Compromisso de Caspe
O compromisso de Caspe foi o procedimento fixado pelos parlamentares dos reinos de Aragão e Valência e dos condados catalães para resolver o interregno motivado pela morte de Martinho I de Aragão (1410) sem deixar sucessor legítimo. Em 31 de Maio de 1410, quando morre Martinho I, monarca da Coroa de Aragão, conhecido como “O Humano” pelo seu carácter bondoso e dedicação humanista.
Ao morrer sem descendência, cria-se uma perigosa situação conducente a uma guerra civil pela sucessão.
Os candidatos à sucessão foram os seguintes:
- Fadrique de Aragão, conde de Luna, filho bastardo de Martinho I da Sicília.
- Jaime II, conde de Urgel, bisneto, por linha masculina, de Afonso IV de Aragão.
- Afonso, duque de Gandía, neto, por linha masculina, de Jaime II de Aragão.
- Luís de Anjou, duque da Calábria, neto, por sua mãe Violante, de João I de Aragão.
- Fernando de Trastámara, o de Antequera, infante de Castela, neto, pelo lado da mãe Leonor, de Pedro IV de Aragão.
As deliberações dos representantes legais de Aragão, Valência e Catalunha viram-se dificultadas pelas lutas de facções da nobreza, a impaciência dos partidários do conde de Urgel e a intervenção das tropas castelhanas de Fernando de Antequera.

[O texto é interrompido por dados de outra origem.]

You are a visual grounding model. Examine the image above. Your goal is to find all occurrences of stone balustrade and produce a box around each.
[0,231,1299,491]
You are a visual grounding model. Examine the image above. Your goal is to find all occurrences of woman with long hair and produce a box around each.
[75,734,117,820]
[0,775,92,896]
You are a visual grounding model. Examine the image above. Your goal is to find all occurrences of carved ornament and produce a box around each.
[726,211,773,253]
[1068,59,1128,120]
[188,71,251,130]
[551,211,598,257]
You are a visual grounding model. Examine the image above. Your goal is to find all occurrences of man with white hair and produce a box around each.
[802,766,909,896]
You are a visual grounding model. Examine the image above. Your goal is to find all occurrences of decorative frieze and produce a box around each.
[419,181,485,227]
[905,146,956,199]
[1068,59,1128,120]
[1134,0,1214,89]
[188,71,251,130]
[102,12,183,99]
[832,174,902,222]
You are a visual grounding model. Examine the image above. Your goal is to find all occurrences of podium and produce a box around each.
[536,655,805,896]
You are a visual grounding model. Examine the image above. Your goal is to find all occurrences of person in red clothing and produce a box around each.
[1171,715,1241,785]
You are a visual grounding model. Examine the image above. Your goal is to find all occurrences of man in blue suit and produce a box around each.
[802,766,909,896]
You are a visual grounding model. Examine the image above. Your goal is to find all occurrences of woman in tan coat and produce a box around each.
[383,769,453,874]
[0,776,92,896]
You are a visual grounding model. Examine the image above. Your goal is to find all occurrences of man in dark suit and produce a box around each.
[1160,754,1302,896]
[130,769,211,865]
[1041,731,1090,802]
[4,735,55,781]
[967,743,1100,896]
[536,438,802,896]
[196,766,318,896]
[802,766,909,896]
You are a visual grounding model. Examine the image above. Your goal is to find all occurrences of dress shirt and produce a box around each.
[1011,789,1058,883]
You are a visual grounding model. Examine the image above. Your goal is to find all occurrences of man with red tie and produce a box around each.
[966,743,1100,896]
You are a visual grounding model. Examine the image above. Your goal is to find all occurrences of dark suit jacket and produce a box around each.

Os Parlamentares conseguiram um acordo (Concórdia de Alcañiz em 15 de Fevereiro de 1412) para nomear nove compromissários que, reunidos na localidade aragonesa de Caspe, deviam dirimir sobre os direitos dos pretendentes. Estes foram:
- Domingo Ram, bispo de Huesca.
- Francisco de Aranda, antigo conselheiro real e enviado do antipapa Bento XIII.
- Berenguer de Bardají, jurista letrado general das cortes de Aragão.
- Pedro de Sagarriga, arcebispo de Tarragona
- Bernardo de Gualbes, conselheiro de Barcelona.
- Guillem de Vallseca, letrado general das cortes catalãs.
- Bonifácio Ferrer, prior da Cartuxa de Portaceli.
- São Vicente Ferrer, dominicano valenciano.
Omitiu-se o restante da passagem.